I remember innumerable meals with him when the restaurant’s proprietor would find us, pull up a chair and take time to chat, either because Josh had barraged the wait staff with questions they couldn’t answer, or he wanted to, diplomatically of course, offer a menu suggestion, or because he’d already established a relationship with that owner. Often times, during these chats, in his always-humble way, he would demonstrate that he was more knowledgeable about the establishment’s cuisine, invariably “ethnic,” or international, than even the owner.
 
I especially loved eating with him at Pao, an exceptionally good Portuguese restaurant in SoHo, where he’d spend a good part of the meal shooting the gastronomic breeze with Frank, one of the owners.  One night, when Joe and Josh and myself were enjoying dinner, and after I’d returned still glowing from my first trip to Portugal, with the help of a good bottle or two of Alentejo wine, we three proposed a trip to the lovely waitress as a foursome.

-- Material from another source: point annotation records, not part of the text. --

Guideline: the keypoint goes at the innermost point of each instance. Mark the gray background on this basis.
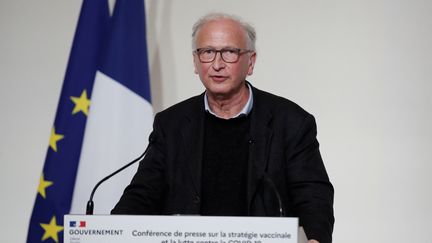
(363, 68)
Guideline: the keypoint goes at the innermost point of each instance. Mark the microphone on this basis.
(265, 179)
(276, 192)
(90, 204)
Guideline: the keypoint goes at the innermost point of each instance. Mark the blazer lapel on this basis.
(260, 141)
(192, 135)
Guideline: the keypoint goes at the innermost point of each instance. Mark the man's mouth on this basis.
(218, 78)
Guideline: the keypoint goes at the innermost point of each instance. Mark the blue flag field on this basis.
(103, 119)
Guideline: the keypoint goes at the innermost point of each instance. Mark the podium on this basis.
(180, 229)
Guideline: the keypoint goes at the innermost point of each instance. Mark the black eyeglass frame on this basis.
(238, 52)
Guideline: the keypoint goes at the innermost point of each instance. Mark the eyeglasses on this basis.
(229, 55)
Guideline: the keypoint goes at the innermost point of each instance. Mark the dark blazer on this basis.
(283, 150)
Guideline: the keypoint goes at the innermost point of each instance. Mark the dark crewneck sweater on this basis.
(225, 162)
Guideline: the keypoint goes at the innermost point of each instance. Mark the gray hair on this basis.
(250, 31)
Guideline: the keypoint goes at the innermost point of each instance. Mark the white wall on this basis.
(363, 68)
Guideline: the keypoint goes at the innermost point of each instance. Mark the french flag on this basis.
(121, 115)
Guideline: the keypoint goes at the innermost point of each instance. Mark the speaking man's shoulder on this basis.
(277, 105)
(191, 105)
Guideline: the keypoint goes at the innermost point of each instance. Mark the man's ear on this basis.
(252, 60)
(196, 63)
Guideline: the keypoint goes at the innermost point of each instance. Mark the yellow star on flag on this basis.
(51, 229)
(82, 103)
(43, 184)
(54, 138)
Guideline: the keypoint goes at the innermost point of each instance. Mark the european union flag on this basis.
(103, 116)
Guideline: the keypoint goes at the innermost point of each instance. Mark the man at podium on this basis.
(233, 150)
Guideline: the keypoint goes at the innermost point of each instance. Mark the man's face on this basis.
(220, 78)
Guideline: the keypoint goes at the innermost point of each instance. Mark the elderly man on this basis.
(234, 150)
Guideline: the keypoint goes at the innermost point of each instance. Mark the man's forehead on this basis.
(221, 32)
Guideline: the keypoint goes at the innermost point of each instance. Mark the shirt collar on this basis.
(245, 111)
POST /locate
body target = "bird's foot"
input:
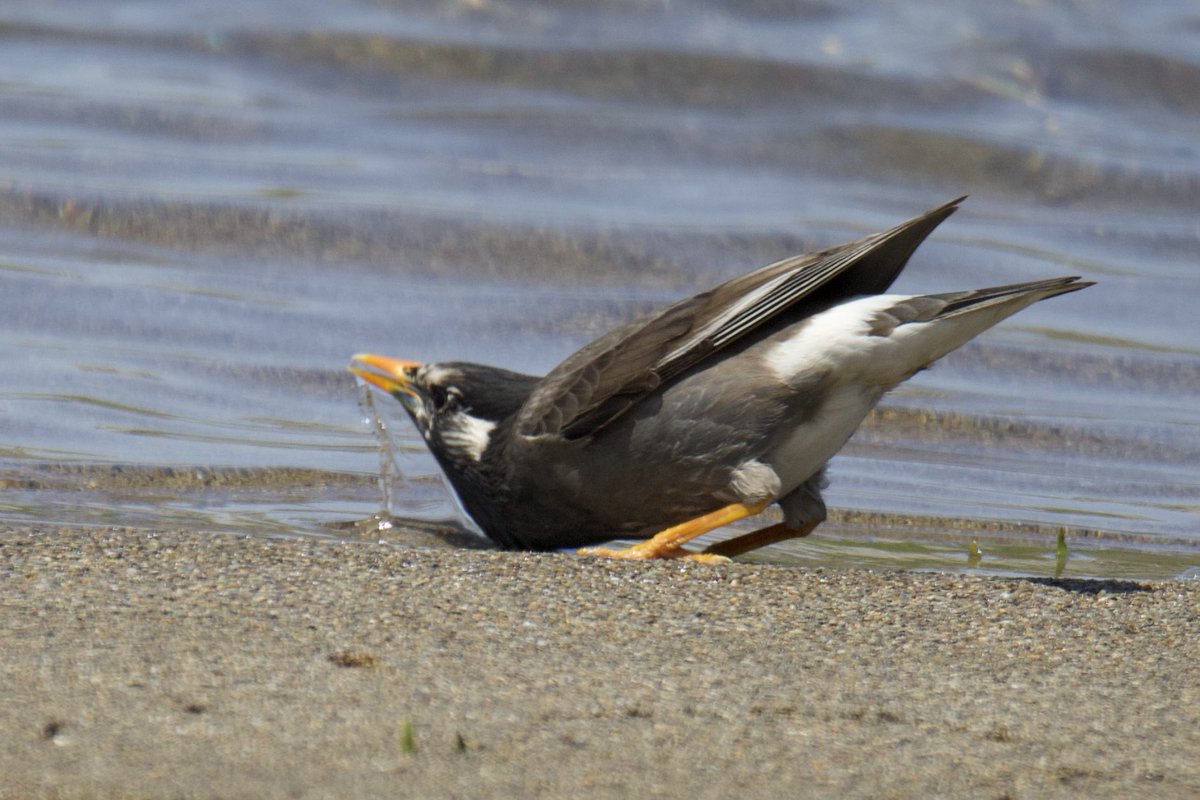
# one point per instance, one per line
(669, 543)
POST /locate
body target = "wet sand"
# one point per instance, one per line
(196, 666)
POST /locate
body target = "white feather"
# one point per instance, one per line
(467, 434)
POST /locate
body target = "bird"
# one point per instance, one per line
(699, 414)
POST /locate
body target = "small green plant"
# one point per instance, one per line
(973, 554)
(1060, 561)
(407, 743)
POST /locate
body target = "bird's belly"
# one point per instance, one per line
(807, 447)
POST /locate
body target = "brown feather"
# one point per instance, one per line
(606, 378)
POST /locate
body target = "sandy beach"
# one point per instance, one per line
(179, 665)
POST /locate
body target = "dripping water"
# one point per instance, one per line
(388, 465)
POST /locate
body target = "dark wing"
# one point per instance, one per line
(603, 380)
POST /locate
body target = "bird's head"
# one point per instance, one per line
(455, 405)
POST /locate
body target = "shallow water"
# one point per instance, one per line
(204, 212)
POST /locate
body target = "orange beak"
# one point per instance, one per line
(393, 376)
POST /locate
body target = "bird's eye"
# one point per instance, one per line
(443, 397)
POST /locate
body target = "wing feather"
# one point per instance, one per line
(610, 376)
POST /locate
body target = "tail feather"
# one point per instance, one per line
(1020, 294)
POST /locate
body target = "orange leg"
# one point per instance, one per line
(761, 537)
(669, 542)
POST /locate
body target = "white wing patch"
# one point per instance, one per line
(840, 340)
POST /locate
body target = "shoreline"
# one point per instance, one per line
(187, 665)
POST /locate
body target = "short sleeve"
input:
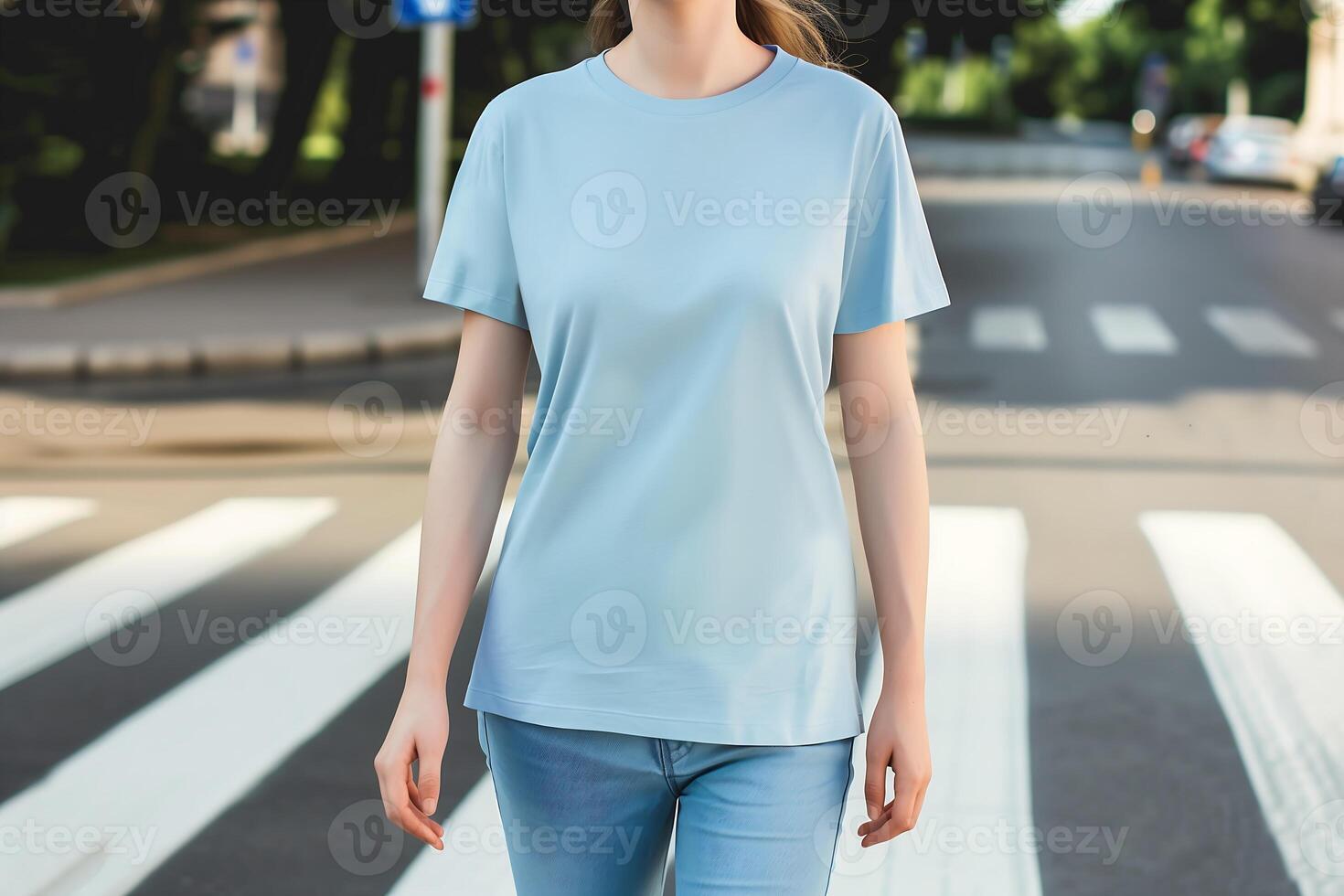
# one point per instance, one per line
(475, 268)
(890, 268)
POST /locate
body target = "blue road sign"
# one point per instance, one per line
(415, 12)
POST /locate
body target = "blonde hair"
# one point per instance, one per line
(803, 28)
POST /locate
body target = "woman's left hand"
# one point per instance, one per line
(898, 739)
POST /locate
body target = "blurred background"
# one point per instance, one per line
(219, 391)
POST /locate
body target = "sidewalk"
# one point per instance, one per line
(346, 304)
(362, 303)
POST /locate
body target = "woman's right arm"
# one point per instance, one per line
(474, 455)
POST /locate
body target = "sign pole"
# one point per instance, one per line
(436, 116)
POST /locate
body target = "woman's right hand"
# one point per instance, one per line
(418, 731)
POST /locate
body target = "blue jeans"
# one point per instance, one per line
(591, 813)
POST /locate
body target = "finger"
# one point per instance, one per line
(923, 792)
(886, 832)
(397, 806)
(875, 822)
(417, 804)
(900, 816)
(875, 782)
(431, 769)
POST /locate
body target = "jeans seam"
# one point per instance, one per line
(839, 822)
(485, 730)
(666, 762)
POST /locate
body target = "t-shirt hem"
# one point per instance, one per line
(641, 726)
(475, 300)
(894, 315)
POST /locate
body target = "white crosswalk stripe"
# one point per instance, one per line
(235, 720)
(976, 696)
(1258, 331)
(126, 583)
(1132, 329)
(1008, 328)
(1270, 643)
(26, 517)
(1280, 699)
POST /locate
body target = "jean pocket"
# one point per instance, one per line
(483, 736)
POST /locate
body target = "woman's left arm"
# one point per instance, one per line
(884, 443)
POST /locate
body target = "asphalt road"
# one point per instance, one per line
(1137, 455)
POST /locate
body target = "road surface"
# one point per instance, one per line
(1135, 434)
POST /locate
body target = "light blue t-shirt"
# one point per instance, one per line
(679, 561)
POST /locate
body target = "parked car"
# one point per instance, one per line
(1255, 148)
(1328, 192)
(1189, 136)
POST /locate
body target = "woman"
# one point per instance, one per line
(688, 229)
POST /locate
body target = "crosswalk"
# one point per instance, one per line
(157, 779)
(1137, 329)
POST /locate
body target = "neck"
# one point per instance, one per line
(686, 50)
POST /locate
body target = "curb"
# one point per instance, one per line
(211, 262)
(228, 354)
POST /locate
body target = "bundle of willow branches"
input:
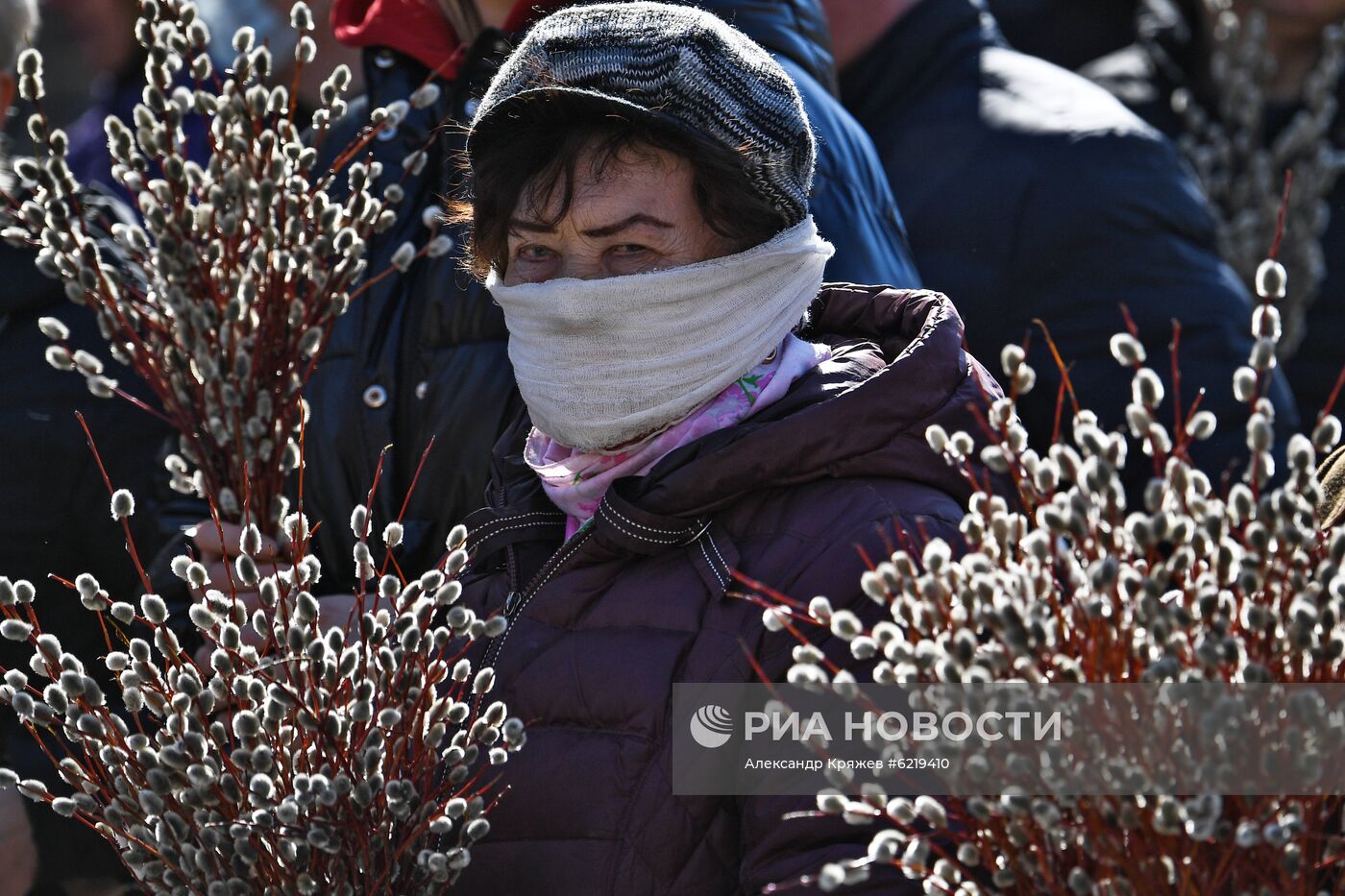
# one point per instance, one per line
(1207, 581)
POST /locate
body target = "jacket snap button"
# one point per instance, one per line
(376, 396)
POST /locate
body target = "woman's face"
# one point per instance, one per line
(638, 214)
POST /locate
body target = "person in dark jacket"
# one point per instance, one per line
(1243, 131)
(421, 355)
(652, 254)
(105, 34)
(54, 517)
(1068, 33)
(1032, 194)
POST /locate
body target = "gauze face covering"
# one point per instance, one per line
(602, 362)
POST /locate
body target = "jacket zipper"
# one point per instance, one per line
(518, 600)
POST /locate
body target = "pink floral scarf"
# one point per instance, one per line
(577, 480)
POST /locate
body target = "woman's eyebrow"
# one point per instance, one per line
(638, 218)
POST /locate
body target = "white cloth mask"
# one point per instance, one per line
(602, 362)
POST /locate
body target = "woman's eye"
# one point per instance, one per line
(534, 254)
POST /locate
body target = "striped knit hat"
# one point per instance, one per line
(672, 64)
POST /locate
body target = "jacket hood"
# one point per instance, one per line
(793, 29)
(898, 366)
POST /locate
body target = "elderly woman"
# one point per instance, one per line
(698, 403)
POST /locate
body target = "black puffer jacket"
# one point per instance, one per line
(1032, 194)
(1169, 54)
(424, 354)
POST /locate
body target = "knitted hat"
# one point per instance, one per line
(665, 63)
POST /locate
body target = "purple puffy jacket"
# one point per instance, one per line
(602, 626)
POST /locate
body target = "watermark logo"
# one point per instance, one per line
(712, 725)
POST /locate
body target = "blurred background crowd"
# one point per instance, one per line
(1032, 159)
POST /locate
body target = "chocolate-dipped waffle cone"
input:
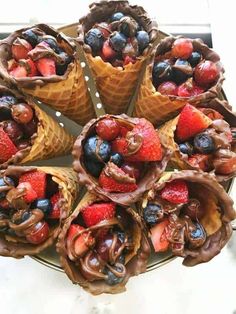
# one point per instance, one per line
(116, 84)
(14, 246)
(217, 209)
(66, 93)
(135, 260)
(156, 107)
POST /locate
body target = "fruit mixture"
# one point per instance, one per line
(206, 140)
(99, 240)
(17, 125)
(120, 40)
(117, 151)
(174, 218)
(183, 72)
(35, 53)
(29, 206)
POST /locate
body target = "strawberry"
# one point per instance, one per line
(110, 184)
(7, 148)
(37, 179)
(191, 122)
(97, 212)
(158, 236)
(46, 66)
(81, 244)
(175, 192)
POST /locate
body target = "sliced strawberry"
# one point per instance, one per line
(158, 236)
(191, 122)
(7, 148)
(175, 192)
(37, 179)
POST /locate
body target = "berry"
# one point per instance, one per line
(22, 113)
(39, 233)
(97, 150)
(94, 39)
(204, 143)
(175, 192)
(97, 212)
(168, 88)
(206, 73)
(182, 48)
(108, 129)
(191, 122)
(117, 41)
(159, 236)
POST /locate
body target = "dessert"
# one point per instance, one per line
(118, 157)
(181, 218)
(203, 138)
(33, 204)
(183, 70)
(42, 63)
(117, 38)
(23, 129)
(101, 245)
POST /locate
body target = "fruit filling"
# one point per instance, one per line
(30, 206)
(183, 71)
(117, 152)
(35, 53)
(206, 140)
(100, 240)
(18, 123)
(119, 40)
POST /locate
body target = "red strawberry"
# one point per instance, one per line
(108, 183)
(37, 179)
(29, 193)
(191, 122)
(175, 192)
(81, 244)
(7, 148)
(158, 236)
(97, 212)
(46, 66)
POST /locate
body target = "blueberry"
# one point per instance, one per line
(186, 148)
(93, 167)
(203, 143)
(162, 71)
(143, 40)
(118, 41)
(97, 150)
(117, 16)
(152, 213)
(117, 159)
(195, 58)
(94, 39)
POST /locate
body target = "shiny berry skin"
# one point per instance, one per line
(203, 143)
(168, 88)
(195, 58)
(108, 129)
(39, 233)
(22, 113)
(206, 73)
(97, 150)
(182, 48)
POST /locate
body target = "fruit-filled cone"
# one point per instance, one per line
(119, 158)
(42, 63)
(101, 245)
(182, 219)
(117, 38)
(27, 133)
(183, 70)
(203, 138)
(33, 204)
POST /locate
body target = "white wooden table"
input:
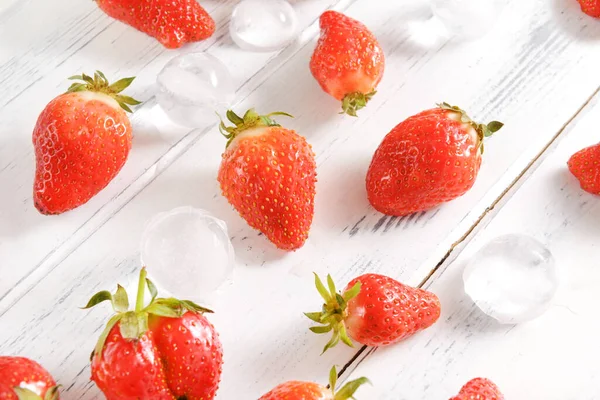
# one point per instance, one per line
(538, 71)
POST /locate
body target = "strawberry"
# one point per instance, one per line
(348, 62)
(165, 350)
(590, 7)
(479, 389)
(268, 174)
(25, 379)
(297, 390)
(374, 310)
(172, 22)
(428, 159)
(81, 141)
(585, 165)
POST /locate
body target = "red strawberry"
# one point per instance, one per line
(348, 62)
(590, 7)
(585, 165)
(479, 389)
(428, 159)
(22, 378)
(172, 22)
(268, 174)
(166, 350)
(297, 390)
(374, 310)
(81, 141)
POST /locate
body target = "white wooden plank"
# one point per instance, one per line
(553, 357)
(264, 333)
(83, 38)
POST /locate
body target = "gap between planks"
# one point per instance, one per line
(352, 364)
(176, 151)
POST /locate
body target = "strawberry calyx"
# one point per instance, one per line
(334, 312)
(26, 394)
(347, 391)
(133, 324)
(483, 130)
(251, 119)
(353, 102)
(100, 84)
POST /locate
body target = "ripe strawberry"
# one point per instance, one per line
(268, 174)
(428, 159)
(479, 389)
(585, 165)
(172, 22)
(81, 141)
(165, 351)
(22, 378)
(590, 7)
(348, 62)
(374, 310)
(297, 390)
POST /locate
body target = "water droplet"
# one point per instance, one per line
(263, 25)
(188, 252)
(192, 87)
(513, 278)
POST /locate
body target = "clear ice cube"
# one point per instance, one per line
(263, 25)
(192, 87)
(513, 278)
(187, 252)
(467, 18)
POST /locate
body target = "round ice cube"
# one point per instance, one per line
(187, 252)
(513, 278)
(192, 87)
(467, 18)
(263, 25)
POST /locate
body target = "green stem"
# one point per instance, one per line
(139, 302)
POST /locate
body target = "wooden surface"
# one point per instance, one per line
(537, 71)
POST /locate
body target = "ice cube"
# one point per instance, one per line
(467, 18)
(187, 252)
(513, 278)
(263, 25)
(192, 87)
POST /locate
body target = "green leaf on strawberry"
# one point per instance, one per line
(26, 394)
(133, 324)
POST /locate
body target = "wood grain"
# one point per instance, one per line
(85, 39)
(533, 71)
(551, 357)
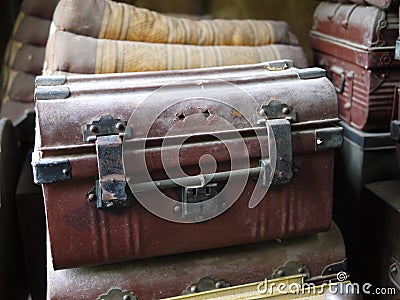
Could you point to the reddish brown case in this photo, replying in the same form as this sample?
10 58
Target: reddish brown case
67 165
359 57
319 254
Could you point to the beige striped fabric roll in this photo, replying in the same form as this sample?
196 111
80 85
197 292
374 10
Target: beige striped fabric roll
67 52
107 19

The fantasy lived on with us until Joe’s death.

He got to know a number of my boyfriends and was always available to listen to my relationship problems, offering advice, some of which was right on-target and insightful.  I’d reconnected with a long-lost boyfriend from my undergraduate days at City.  And we became friends.  I just knew that he and Josh would hit it off.  They did, over food and wine, of course, and discovered they were born on the same day, same year.  It was, as all who knew him know, the 4th of July.  Joe was African-American, though quite light-skinned, and they took to having it on with all they’d meet, passing themselves off as twin brothers.  Some years back, Joe lost his job and, sick with prostate cancer, could not find employment.  Josh “loaned” him I don’t know how many thousands of dollars knowing, but not letting on, that he’d never get it back.  When Joe became really sick, he went out to California to stay with his sister.  Just before Joe died, Josh flew me out there so that I could be with them both and reconnect with Barbara whom I hadn’t seen since she was a child.  Sadly, Joe died a day before I arrived.  Josh came up from LA where he was visiting Valerie to be with Barbara and me in our grief.

When Valerie came into his life, she immediately also came into ours, “ours” meaning all those many, many people whom Josh touched.  He seemed to bring countless numbers of folks, of good folks, into both his professional and personal orbits; usually spun in tandem.  The last I saw Josh alive, just a week before he died, he took me aside while Valerie was in the kitchen and marveled at how well Valerie meshed with all his friends.  I knew how important that was for him and how it made him love Valerie even more.
When the recession hit and I lost nearly all of my writing sources, over dinner one night at an inferior Mediterranean place on the Upper West Side, he offered me a once-a-week gopher kind of job at his lab.  I'm still there.  And now, he's not.